Instacart released a public dataset, “The Instacart Online Grocery Shopping Dataset 2017”, containing anonymized data with a sample of over 3 million grocery orders from more than 200,000 Instacart users.
The data set can be accessed as follows: “The Instacart Online Grocery Shopping Dataset 2017”, Accessed from https://www.instacart.com/datasets/grocery-shopping-2017 on 7/26/2019. Questions: open_data@instacart.com.
One challenge was to graph the most popular products by hour of day ordered to find the top user purchases early in the day and late in the day.
Here is the completed chart:
Steps to Create the Graph
Here is the high level view for creating the graph.
Step 1 - Load the Data
The data can be downloaded as a .zip file containing 12 .csv files using the following commands in Colab notebook. The files are downloaded to the local notebook directory.
!wget https://s3.amazonaws.com/instacart-datasets/instacart_online_grocery_shopping_2017_05_01.tar.gz
!tar --gunzip --extract --verbose --file=instacart_online_grocery_shopping_2017_05_01.tar.gz
%cd instacart_2017_05_01
!ls -lh *.csv
-rw-r--r-- 1 502 staff 2.6K May 2 2017 aisles.csv
-rw-r--r-- 1 502 staff 270 May 2 2017 departments.csv
-rw-r--r-- 1 502 staff 551M May 2 2017 order_products__prior.csv
-rw-r--r-- 1 502 staff 24M May 2 2017 order_products__train.csv
-rw-r--r-- 1 502 staff 104M May 2 2017 orders.csv
-rw-r--r-- 1 502 staff 2.1M May 2 2017 products.csv
-rw-r--r-- 1 502 staff 2.6K May 2 2017 aisles.csv
-rw-r--r-- 1 502 staff 270 May 2 2017 departments.csv
-rw-r--r-- 1 502 staff 551M May 2 2017 order_products__prior.csv
-rw-r--r-- 1 502 staff 24M May 2 2017 order_products__train.csv
-rw-r--r-- 1 502 staff 104M May 2 2017 orders.csv
-rw-r--r-- 1 502 staff 2.1M May 2 2017 products.csv
Step 2 - Merge the Data
Begin by merging the order_products_prior with order_products_train to create on order_products dataframe, then merge it with product and orders to gain the full base data.
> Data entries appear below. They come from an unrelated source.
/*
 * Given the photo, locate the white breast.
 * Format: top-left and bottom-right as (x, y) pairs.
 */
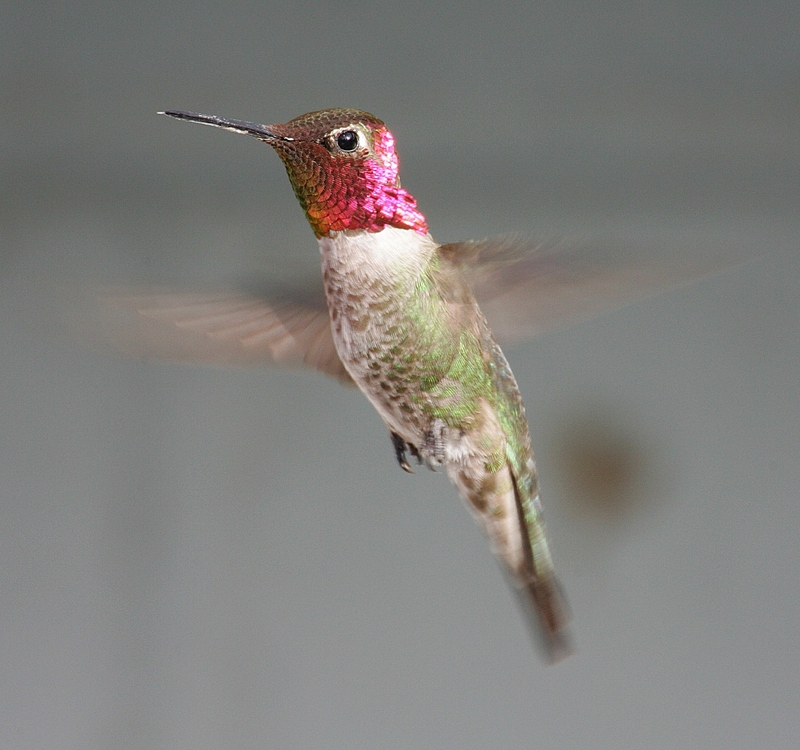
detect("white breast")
(317, 225), (437, 282)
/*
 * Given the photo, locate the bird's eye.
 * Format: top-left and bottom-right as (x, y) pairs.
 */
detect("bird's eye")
(336, 130), (359, 152)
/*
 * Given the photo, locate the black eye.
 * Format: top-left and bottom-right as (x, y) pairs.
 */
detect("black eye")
(336, 130), (359, 151)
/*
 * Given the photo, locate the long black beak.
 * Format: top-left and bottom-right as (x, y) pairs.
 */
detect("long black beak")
(159, 110), (292, 142)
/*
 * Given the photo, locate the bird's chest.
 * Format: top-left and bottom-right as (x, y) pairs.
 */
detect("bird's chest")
(319, 228), (430, 355)
(322, 249), (413, 380)
(318, 228), (436, 429)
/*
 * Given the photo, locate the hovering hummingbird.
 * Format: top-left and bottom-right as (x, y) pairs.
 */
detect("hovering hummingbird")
(150, 107), (571, 658)
(99, 107), (746, 662)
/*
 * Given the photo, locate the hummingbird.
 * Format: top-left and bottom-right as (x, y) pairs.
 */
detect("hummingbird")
(99, 107), (746, 661)
(152, 107), (572, 659)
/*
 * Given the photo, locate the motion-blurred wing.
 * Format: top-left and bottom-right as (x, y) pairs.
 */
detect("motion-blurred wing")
(88, 282), (353, 384)
(440, 236), (755, 341)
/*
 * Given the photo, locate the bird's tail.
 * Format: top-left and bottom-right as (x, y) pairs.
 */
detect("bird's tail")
(509, 470), (573, 661)
(451, 459), (572, 662)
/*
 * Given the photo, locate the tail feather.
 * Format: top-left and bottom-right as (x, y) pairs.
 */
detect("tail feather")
(448, 447), (572, 662)
(519, 573), (573, 663)
(510, 469), (573, 662)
Step 3 - Create a Top Products Dataframe
Create a new dataframe top_products with all products with orders greater than 2,900 and merge it with product to get a full subset of top products.
Step 4 - Create a Dataframe with Products Grouped by Hour of Day and Add Count and Percent Columns
Create a product_orders_by_hour dataframe grouped by product_id and order_hour_of_day. Add a sum column to count the number of orders each hour for each product and a percentage column to represent the percent of orders the sum equaled.
Step 5 - Create a Dataframe with the Mean Hour for Each Product
For each product in product_orders_by_hour, group by the average hour sum(order hour x # orders for hour)/total orders. This creates the mean_hour dataframe containing the product_id and mean_hour for all the products.
Step 6 - Sort the Mean Hour for Each Product to Create the Early and Late Lists
By sorting the mean_hour dataframe in ascending order and taking the top 25, you get the early_list dataframe containing the top 25 early products and by sorting in descending order and taking the top 25, you get the late_list dataframe containing the top 25 late products. Pull out the product names to create the early_product_names list and the late_product_names lists for the legends. Merge the early and late dataframes with product_orders_by_hour to get the early_pct and late_pct dataframes for plotting.
Step 7 - Plot the Results
Use early_pct and late_pct dataframes to plot the Order Hour of the Day against the Percent of Orders by Product. Use the early_product_names and late_product_names for the two legends.